Although my main area of interest has been in computer vision, I hope to explore and collaberate on other exciting areas of study and research offered to me by the CDT such as NLP, computational neuroscience, FATe(fairness, accountability, transparency, ethics) etc. and most cruicually, interaction.
Outside of work I love to ride bikes in any form, road cycling or mountain biking. I'm a keen mechanic also, constantly tweaking, fixing and building my own and friends bikes. There is no better feeling than riding a bike that you have built yourself!

Research Project Summary:

Sustainability is a motivating factor for change in many aspects of society. There is a growing culture to efficiently utilise resources. However, this is an attitude that is not always shared when designing and implementing AI pipelines, where often all available power-hungry compute and large-scale data resources are often thrown at an AI task.

Considering recent events like the energy crisis it is more relevant than ever to take sustainably in to account when researching and deploying AI systems. I think that the interaction between AI and sustainability is one of the more topical influences that AI is going to have on our society.

For my PhD project I plan to create tools for a sustainably focused AI framework that helps AI and machine learning practitioners to interact with AI in not only a responsible but also a sustainable way. This is outlined at three main steps of the AI pipeline: data, models and evaluation. I plan to answer key questions at each stage of this pipeline:

1) For data, how much data is sufficient to train AI algorithms and what methods are there to reduce data requirements? There is also a need to assess data quality and how similar different datasets and tasks are before even training models.

2) For models, are there ways to reuse pre-existing models so that resources are not wasted on creating new models? This will utilise techniques such as transfer and multitask learning as well as exploring and developing others.

3) For evaluation of models, can we trust models more through convenient and accurate evaluation? This links back to reusing and adapting models when they fail during evaluation, allowing models to not just be thrown away when their performance degrades. This increases model lifespan and reduces the necessity to train models from scratch.

I will consider these key questions, methodologies and ideas to the area of sim-to-real transfer in tactile robotics.

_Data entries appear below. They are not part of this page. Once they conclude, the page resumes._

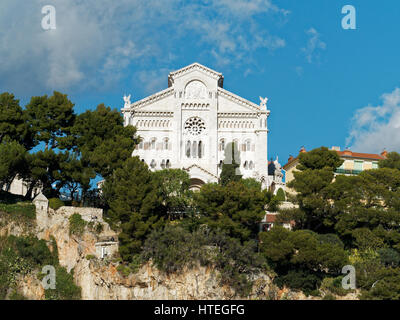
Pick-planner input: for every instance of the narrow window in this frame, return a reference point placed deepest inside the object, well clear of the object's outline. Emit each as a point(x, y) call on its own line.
point(188, 146)
point(166, 144)
point(194, 149)
point(200, 152)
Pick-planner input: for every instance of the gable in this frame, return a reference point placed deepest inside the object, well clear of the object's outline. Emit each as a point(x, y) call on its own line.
point(230, 102)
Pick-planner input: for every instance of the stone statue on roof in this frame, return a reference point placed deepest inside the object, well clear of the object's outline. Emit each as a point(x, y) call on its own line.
point(263, 103)
point(127, 100)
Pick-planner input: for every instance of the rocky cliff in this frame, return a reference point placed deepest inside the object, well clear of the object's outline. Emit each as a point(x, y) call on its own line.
point(99, 279)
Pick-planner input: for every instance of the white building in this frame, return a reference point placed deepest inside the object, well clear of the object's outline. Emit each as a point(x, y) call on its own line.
point(191, 124)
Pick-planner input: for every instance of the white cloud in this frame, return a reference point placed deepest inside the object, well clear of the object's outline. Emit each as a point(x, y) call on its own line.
point(97, 41)
point(376, 128)
point(314, 45)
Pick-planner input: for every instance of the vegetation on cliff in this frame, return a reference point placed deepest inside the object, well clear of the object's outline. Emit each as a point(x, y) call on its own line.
point(26, 256)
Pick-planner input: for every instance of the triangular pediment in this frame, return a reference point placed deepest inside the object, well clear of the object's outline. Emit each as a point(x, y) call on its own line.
point(197, 171)
point(196, 67)
point(151, 100)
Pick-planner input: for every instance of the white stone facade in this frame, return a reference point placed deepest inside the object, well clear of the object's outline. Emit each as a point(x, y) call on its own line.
point(190, 124)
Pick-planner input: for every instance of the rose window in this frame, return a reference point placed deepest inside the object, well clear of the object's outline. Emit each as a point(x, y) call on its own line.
point(194, 126)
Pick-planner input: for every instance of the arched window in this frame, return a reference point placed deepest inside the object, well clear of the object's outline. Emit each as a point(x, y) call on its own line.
point(200, 152)
point(248, 145)
point(166, 144)
point(194, 149)
point(222, 145)
point(251, 165)
point(153, 144)
point(188, 146)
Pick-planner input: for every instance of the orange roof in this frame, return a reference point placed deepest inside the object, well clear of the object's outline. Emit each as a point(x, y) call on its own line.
point(350, 154)
point(347, 154)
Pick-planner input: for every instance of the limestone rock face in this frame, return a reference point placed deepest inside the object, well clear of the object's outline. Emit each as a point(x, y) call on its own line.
point(100, 279)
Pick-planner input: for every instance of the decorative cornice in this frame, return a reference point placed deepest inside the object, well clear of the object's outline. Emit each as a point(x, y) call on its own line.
point(152, 114)
point(240, 115)
point(151, 99)
point(237, 99)
point(204, 170)
point(196, 66)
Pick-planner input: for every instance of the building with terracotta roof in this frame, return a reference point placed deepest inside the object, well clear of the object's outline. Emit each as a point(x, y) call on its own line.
point(354, 163)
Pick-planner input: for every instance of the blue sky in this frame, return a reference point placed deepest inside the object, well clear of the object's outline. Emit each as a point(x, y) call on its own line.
point(326, 85)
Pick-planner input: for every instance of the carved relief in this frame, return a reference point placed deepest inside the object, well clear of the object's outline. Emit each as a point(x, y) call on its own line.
point(194, 126)
point(196, 90)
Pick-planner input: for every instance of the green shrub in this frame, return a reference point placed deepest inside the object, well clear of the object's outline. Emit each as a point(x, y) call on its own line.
point(33, 250)
point(76, 224)
point(175, 248)
point(334, 286)
point(124, 270)
point(55, 203)
point(280, 195)
point(299, 279)
point(20, 209)
point(16, 296)
point(99, 228)
point(389, 257)
point(66, 289)
point(329, 297)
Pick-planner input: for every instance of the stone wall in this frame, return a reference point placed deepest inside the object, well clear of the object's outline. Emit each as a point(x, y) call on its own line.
point(88, 214)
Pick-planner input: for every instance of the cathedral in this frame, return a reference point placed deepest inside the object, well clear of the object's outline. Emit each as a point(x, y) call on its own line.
point(193, 124)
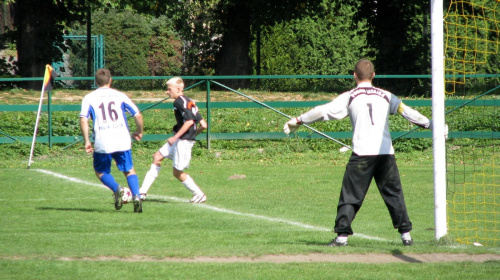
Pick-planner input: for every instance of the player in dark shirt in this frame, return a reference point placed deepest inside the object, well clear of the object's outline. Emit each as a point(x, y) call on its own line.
point(178, 147)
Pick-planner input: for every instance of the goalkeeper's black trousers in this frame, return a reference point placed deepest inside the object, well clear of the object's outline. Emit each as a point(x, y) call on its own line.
point(360, 171)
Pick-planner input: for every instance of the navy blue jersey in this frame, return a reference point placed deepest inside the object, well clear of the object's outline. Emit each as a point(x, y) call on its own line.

In this domain, touch sensors are used tasks such as object pushing or grasping. In order to reduce real life data collection as well as safety, the underlying models are often trained in simulation. The work to bring sustainably focused AI to simulation-to-real tactile robotics already started during my summer project as part of the CDT program. There, I investigated how to reduce the data requirements for transferring simulated models to real life by reusing the knowledge acquired in similar models. This is important because current methods do not make use of existing and available models. Instead, they train a new and costly model from scratch for each task.